In 1912, Mother Jones was arrested at the Paint Creek-Cabin Creek Strike in West Virginia. She was tried on several charges, including conspiracy to commit murder, before a military court. She was convicted and sentenced to 20 years in the state penitentiary, but after 85 days of house arrest, public outcry had grown so loud that she was released.
Reese Blizzard, a West Virginia district attorney, who indicted her in 1902 for ignoring an injunction that forbade striking miners from meeting, called her out at her trial: “There sits the most dangerous woman in America. She comes into a state where peace and prosperity reign… crooks her finger [and] twenty thousand contented men lay down their tools and walk out.”
Interestingly, Jones was opposed to women’s suffrage, although that was not necessarily uncommon among female activists of her day, who often thought it was more important to concentrate on a single issue, be it temperance or workers’ rights or what have you, than on several at a time. “You don’t need the vote to raise hell!” she is reported to have said.

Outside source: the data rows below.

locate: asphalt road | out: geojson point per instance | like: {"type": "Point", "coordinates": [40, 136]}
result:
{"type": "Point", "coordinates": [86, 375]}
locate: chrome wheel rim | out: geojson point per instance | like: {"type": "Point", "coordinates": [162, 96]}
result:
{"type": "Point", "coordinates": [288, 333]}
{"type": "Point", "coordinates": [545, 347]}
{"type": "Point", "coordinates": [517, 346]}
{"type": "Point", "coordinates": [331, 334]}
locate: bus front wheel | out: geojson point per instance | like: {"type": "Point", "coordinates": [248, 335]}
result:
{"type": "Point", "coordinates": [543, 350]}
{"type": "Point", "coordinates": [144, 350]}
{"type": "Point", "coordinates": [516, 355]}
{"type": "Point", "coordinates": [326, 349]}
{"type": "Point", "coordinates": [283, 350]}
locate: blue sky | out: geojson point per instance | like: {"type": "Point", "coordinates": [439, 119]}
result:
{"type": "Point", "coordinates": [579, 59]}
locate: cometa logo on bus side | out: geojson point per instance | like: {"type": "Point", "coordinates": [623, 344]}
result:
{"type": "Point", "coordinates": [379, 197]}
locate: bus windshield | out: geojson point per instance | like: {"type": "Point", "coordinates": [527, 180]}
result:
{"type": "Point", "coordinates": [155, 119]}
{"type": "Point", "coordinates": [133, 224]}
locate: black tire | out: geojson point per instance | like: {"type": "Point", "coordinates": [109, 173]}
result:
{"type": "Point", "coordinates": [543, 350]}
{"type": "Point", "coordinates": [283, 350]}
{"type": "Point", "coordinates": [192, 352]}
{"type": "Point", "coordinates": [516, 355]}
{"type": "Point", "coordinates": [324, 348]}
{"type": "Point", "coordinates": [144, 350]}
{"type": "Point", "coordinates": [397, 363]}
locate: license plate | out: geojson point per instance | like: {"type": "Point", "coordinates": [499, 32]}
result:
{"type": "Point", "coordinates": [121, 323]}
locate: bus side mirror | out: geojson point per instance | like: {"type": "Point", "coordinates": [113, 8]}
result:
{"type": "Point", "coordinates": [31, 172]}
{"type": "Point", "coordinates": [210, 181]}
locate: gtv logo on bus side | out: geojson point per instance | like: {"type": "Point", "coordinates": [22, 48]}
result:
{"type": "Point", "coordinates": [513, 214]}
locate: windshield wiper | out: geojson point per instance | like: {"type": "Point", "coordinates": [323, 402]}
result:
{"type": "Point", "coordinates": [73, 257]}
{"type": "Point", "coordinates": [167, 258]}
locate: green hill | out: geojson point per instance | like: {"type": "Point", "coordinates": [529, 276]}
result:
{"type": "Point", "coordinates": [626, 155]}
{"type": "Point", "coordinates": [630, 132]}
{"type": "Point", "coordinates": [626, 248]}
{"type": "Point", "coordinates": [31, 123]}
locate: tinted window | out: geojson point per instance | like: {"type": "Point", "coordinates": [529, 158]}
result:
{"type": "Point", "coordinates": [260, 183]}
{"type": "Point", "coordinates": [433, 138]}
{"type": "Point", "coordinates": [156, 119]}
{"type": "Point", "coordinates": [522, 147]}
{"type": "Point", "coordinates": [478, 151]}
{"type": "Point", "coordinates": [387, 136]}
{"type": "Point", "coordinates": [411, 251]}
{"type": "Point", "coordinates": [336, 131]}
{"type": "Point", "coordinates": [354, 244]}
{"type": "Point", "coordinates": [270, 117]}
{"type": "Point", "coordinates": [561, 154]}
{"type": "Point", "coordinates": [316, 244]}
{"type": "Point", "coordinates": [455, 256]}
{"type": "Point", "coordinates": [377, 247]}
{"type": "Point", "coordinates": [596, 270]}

In 1921, when she must have been nearly 80, Mother Jones moved in with friends in Silver Spring, Maryland, although she continued to travel on union business from time to time. Her last strike appearance was in 1924, when she went to Chicago to support striking dressmakers. On May 1, 1930, she celebrated her 100th birthday—although it is doubtful that she was really quite that old. She died on November 30, 1930, in Silver Spring, and she is buried in the Union Miners Cemetery in Mount Olive, Illinois.
Not Yet 9-5
Despite Mother Jones’ best efforts, labor, and child labor specifically, was not particularly well regulated in the United States until far into the 20th century. Take Pennsylvania, as an example: in 1904, at least partially because of Mother Jones’ actions in the silk workers strike in Philadelphia, the Pennsylvania Child Labor Committee persuaded state representative Henry Walnut from Philadelphia to introduce a child labor bill to the state legislature that failed to pass. It wasn’t until 1915 that the committee finally managed to get a law passed that restricted children to working a nine-hour day and a 52-hour workweek.
The federal government didn’t get around to mandating rules about child labor until 1938. The Fair Labor Standards Law states that children younger than 14 cannot be employed, children between 14 and 16 can work in certain jobs for limited hours and children between 16 and 17 can work unlimited hours in jobs that aren’t hazardous. Exceptions are working for their parents, as child actors, as newspaper delivery persons and in agriculture.
Laws governing mine safety were also a long time coming. The Federal Coal Mine Safety Act was passed in 1952, followed by the Federal Mine Health and Safety Act in 1969. It requires federal inspections of all coal mines, authorized mine inspectors to shut down mines when they find life-threatening hazards, created enforceable safety protections and fines for violations, added health protections, including for black lung disease, and added federal benefits for black lung disease. Further modifications of this law have since been passed.
Passed in 1970, the Occupational Safety and Health Act established the Occupational Safety and Health Administration. The agency creates standards to ensure that workers are employed in safe environments.
Here’s something educational:
Mother Jones’ arguments against child labor were eventually taken seriously by the Department of Labor. As women flooded into the factories to ensure jobs left behind by men were taken, there’s one group that didn’t follow: children.
The Children’s Bureau division of the Department of Labor published this pamphlet, targeted at both parents and employers. It clarified that no child under 16 could be employed, and mandated that they should be in school instead.
Even in the midst of war, the government saw school as a child’s full time job.